See the full Streaming Guide for all event types and patterns. Here’s the essential pattern:

from aicortex import chat

stream = chat("Tell me a short story about a robot.", stream=True)

full_text = ""
for event in stream:
    if event.type == "token":
        print(event.content, end="", flush=True)
        full_text += event.content or ""

print(f"\n\n— {len(full_text)} characters generated —")

Multi-Turn Sessions#

chat() is stateless by default — every call is a cold start. The Session class adds multi-turn memory backed by an in-process store, with no external dependencies.

Creating a Session#

from aicortex import chat, Session

# Auto-generate a session id
session = Session()
print(session.id)  # e.g. "a3f1c2d4"

# Resume an existing session by id
session = Session(id="a3f1c2d4")

# Session with unknown id raises immediately
session = Session(id="unknown")  # KeyError: No session with id 'unknown' found...

Chatting with a Session#

Pass the Session object (or its raw id string) to chat(). History is appended automatically after every successful response:

from aicortex import chat, Session

session = Session()

r1 = chat("My name is Alice.", session=session)
r2 = chat("What's my name?", session=session)
print(r2)  # → "Your name is Alice."

# Raw id string works too
r3 = chat("And what did I say first?", session=session.id)

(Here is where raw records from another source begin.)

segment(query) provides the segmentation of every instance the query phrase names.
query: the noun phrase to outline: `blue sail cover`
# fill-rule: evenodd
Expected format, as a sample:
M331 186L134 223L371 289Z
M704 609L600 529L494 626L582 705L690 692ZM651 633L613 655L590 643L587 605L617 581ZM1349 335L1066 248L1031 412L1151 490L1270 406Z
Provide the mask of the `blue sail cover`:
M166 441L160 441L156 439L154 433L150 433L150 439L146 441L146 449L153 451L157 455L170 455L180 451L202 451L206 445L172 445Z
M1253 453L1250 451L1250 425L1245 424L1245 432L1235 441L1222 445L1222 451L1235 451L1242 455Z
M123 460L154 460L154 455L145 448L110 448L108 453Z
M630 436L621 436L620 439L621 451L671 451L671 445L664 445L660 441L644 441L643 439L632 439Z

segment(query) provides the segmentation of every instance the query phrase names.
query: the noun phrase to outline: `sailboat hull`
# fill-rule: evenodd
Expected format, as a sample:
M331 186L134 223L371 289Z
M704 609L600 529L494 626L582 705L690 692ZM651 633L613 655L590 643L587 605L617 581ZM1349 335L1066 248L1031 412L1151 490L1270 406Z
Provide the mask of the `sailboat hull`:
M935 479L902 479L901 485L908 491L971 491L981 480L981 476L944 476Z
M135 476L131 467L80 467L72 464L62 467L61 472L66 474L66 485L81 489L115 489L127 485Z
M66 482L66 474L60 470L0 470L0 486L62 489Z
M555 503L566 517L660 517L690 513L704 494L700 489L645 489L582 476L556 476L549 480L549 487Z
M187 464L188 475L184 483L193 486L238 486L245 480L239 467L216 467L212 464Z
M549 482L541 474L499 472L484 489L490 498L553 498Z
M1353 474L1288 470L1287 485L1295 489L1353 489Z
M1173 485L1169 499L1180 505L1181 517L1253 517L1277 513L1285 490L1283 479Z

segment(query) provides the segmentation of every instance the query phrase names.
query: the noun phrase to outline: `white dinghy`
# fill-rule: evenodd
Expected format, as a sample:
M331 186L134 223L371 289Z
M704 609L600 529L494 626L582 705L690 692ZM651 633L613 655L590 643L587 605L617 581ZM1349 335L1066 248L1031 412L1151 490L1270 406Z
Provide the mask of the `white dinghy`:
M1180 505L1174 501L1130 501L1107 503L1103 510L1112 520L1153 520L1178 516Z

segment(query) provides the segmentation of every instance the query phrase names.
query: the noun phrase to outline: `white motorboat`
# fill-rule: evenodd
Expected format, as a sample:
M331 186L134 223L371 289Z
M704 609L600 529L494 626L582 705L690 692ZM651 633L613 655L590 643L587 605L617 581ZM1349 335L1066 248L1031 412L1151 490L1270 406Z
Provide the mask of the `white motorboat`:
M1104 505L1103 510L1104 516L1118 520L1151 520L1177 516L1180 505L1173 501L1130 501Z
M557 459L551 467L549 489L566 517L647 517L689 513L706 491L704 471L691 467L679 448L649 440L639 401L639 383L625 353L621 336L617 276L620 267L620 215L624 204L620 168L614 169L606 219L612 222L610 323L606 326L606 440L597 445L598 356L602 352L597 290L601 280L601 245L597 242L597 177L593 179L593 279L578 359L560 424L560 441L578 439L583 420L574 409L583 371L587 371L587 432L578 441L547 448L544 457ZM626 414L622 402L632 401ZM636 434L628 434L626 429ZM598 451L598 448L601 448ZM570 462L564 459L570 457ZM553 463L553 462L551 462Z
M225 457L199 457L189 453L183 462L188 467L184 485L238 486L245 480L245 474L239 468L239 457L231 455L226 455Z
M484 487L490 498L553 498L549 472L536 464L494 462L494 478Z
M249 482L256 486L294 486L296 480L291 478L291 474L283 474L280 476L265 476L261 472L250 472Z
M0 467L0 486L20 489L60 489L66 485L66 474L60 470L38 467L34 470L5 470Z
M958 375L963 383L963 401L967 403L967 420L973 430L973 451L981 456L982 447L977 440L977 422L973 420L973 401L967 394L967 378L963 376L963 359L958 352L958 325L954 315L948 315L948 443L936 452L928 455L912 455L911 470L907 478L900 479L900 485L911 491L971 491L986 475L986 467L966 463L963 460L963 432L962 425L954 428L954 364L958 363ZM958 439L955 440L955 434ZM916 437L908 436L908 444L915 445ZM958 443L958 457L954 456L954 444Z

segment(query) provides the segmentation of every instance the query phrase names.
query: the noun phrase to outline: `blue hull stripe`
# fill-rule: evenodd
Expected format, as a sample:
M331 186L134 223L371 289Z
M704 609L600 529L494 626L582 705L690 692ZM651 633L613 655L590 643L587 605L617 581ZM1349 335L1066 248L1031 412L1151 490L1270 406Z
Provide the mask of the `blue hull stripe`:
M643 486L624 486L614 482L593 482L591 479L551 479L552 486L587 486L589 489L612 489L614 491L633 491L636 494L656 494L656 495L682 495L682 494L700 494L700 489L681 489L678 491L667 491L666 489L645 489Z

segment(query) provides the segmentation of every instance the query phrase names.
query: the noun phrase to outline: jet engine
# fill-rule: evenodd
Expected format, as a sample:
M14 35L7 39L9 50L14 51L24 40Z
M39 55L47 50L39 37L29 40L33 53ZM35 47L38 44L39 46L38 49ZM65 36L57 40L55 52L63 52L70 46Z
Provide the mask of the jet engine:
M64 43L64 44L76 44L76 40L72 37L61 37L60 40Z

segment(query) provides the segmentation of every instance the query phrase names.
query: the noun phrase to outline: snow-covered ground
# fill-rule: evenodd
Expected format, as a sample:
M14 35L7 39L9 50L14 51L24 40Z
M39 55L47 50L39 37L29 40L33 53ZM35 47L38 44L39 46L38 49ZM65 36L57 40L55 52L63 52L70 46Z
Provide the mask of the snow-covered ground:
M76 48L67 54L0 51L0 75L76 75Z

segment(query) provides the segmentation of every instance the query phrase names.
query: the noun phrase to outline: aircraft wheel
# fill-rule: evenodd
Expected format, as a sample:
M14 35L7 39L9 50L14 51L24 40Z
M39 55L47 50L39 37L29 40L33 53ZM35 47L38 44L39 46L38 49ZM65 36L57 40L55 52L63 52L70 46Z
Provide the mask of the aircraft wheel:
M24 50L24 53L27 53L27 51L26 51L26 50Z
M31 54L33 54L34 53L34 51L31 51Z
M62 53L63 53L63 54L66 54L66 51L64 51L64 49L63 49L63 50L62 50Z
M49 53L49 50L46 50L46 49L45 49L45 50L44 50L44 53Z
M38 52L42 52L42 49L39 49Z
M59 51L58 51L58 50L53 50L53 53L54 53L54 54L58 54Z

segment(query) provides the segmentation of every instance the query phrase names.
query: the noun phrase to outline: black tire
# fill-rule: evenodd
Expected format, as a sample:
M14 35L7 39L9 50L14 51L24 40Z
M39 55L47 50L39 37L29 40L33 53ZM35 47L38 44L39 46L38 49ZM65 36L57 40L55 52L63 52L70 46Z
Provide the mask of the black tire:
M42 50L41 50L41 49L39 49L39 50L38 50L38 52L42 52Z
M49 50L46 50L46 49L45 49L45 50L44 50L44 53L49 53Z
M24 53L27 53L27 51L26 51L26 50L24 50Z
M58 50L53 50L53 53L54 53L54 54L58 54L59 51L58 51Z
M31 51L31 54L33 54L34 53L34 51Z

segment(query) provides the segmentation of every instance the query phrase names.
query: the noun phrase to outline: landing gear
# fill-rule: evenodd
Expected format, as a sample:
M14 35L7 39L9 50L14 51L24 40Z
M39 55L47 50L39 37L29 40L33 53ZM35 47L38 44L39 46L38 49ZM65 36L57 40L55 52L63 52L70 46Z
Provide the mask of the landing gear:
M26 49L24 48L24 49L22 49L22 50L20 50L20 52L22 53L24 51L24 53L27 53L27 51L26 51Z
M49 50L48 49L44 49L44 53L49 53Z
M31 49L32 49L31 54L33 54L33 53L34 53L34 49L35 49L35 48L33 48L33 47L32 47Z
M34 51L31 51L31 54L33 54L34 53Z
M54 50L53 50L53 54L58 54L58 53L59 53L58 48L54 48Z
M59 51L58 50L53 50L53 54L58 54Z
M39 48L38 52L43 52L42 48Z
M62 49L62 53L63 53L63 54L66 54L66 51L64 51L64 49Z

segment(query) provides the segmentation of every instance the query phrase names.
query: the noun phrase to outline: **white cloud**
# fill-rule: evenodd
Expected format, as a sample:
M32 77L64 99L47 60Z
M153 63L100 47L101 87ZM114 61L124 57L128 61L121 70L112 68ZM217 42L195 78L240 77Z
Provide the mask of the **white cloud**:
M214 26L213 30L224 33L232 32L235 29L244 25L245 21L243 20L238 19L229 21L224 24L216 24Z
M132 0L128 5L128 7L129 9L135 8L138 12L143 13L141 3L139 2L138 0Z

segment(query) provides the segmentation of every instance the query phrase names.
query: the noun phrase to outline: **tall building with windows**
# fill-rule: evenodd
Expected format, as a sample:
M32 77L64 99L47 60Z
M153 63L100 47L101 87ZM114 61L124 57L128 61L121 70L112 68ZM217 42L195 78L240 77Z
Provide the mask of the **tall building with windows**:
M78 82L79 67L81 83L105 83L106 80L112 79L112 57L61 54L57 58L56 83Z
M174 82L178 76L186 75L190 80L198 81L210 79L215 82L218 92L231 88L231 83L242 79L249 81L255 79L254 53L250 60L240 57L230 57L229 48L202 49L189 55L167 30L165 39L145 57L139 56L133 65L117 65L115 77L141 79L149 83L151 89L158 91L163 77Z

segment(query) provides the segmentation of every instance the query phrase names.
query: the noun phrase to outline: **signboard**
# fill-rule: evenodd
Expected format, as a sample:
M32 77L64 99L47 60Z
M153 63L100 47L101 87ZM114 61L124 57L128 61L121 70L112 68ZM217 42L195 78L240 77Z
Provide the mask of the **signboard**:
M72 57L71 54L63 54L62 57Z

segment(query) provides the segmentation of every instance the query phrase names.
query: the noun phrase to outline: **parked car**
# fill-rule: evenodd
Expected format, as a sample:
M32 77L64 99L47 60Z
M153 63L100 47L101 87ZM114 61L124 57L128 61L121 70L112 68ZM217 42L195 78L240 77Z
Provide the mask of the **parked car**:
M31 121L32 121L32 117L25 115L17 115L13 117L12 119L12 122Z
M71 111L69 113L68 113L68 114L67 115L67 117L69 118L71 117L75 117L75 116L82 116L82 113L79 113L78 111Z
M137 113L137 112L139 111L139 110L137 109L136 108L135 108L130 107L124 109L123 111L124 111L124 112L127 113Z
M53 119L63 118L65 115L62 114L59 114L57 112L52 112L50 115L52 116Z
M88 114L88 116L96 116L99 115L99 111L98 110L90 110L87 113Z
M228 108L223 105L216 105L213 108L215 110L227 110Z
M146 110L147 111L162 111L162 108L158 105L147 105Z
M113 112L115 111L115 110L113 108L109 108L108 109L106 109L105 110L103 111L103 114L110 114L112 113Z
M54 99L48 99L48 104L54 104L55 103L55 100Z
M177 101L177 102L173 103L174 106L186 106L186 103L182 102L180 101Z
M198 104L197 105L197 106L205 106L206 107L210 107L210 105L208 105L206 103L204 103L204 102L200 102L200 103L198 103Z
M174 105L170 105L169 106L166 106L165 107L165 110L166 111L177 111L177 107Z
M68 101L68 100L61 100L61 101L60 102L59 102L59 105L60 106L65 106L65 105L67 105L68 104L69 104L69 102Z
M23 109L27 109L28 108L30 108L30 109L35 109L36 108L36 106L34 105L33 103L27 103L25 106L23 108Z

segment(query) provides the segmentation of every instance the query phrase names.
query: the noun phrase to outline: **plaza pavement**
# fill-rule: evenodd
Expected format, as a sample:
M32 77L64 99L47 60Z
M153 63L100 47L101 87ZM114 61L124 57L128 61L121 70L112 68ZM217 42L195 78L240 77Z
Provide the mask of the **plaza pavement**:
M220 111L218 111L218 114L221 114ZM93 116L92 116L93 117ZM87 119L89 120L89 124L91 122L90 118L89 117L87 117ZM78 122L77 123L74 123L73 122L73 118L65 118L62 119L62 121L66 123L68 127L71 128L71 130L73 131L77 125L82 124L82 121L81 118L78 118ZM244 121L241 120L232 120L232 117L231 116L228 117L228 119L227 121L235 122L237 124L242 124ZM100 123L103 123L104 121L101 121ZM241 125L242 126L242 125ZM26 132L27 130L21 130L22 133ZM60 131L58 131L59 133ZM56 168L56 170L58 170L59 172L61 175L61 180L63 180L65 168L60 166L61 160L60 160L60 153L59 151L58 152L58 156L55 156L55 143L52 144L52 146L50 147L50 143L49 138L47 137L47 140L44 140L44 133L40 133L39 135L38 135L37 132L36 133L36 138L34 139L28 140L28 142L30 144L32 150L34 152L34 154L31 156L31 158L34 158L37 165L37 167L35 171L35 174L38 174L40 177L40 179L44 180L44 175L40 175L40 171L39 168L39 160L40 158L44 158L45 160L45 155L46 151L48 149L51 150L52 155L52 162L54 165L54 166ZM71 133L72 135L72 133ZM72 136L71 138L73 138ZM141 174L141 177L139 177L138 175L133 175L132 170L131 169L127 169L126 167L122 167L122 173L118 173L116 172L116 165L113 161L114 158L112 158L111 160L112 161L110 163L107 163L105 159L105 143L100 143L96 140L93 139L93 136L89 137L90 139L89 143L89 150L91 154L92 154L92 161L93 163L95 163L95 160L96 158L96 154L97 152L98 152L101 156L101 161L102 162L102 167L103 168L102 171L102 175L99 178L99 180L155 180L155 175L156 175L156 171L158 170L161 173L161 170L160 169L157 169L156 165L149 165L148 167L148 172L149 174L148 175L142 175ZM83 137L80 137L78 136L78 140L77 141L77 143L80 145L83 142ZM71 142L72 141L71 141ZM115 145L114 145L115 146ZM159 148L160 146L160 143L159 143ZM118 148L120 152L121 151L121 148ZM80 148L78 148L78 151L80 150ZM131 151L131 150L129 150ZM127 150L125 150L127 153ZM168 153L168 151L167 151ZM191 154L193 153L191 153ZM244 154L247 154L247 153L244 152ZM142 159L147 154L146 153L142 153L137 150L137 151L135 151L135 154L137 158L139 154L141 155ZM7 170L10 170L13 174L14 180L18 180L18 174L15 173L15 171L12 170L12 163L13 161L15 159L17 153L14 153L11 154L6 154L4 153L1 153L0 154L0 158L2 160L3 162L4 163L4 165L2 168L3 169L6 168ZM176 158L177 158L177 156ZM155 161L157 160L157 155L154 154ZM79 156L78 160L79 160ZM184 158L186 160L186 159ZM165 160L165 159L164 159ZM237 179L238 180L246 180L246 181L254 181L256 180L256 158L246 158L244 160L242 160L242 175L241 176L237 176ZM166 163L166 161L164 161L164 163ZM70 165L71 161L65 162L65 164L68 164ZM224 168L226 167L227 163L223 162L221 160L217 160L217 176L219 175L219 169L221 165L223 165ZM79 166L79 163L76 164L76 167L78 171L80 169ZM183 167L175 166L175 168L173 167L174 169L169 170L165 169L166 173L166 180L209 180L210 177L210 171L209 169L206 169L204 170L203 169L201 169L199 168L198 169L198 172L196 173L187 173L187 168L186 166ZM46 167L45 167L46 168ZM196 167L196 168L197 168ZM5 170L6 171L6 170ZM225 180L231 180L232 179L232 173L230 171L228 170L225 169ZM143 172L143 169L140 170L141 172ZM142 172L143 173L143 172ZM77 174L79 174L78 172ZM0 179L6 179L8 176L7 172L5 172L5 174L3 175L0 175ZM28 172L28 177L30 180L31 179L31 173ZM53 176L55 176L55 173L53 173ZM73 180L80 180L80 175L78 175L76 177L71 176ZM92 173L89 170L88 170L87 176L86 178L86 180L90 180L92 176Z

Inspecting and Managing History#

# Read-only view of accumulated turns
print(session.history)
# [
#   {"role": "user",      "content": "My name is Alice."},
#   {"role": "assistant", "content": "Nice to meet you, Alice!"},
#   ...
# ]

# Clear history — keeps the session id registered
session.reset()

# Remove the session entirely — instance is invalid after this
session.delete()

Note: History is in-process only and is lost on process restart. For persistence, serialize session.history to disk or a database between runs and replay it manually.

Async Support#

chat() detects whether it is running inside an event loop and switches mode automatically. No configuration required — the same function works in both sync and async contexts.

Using `chat()` in FastAPI#

from fastapi import FastAPI
from aicortex import chat, Session

app = FastAPI()

@app.post("/ask")
async def ask(prompt: str, session_id: str | None = None):
    session = Session(id=session_id) if session_id else Session()
    # await is not needed — chat() returns a coroutine automatically
    # when called from inside a running event loop
    response = await chat(prompt, model="llama3.2:3b", session=session)
    return {"response": response, "session_id": session.id}

Async Streaming#

import asyncio
from aicortex import chat

async def stream_response():
    stream = await chat("Tell me a short story.", model="mistral:7b", stream=True)
    async for event in stream:
        if event.type == "token":
            print(event.content, end="", flush=True)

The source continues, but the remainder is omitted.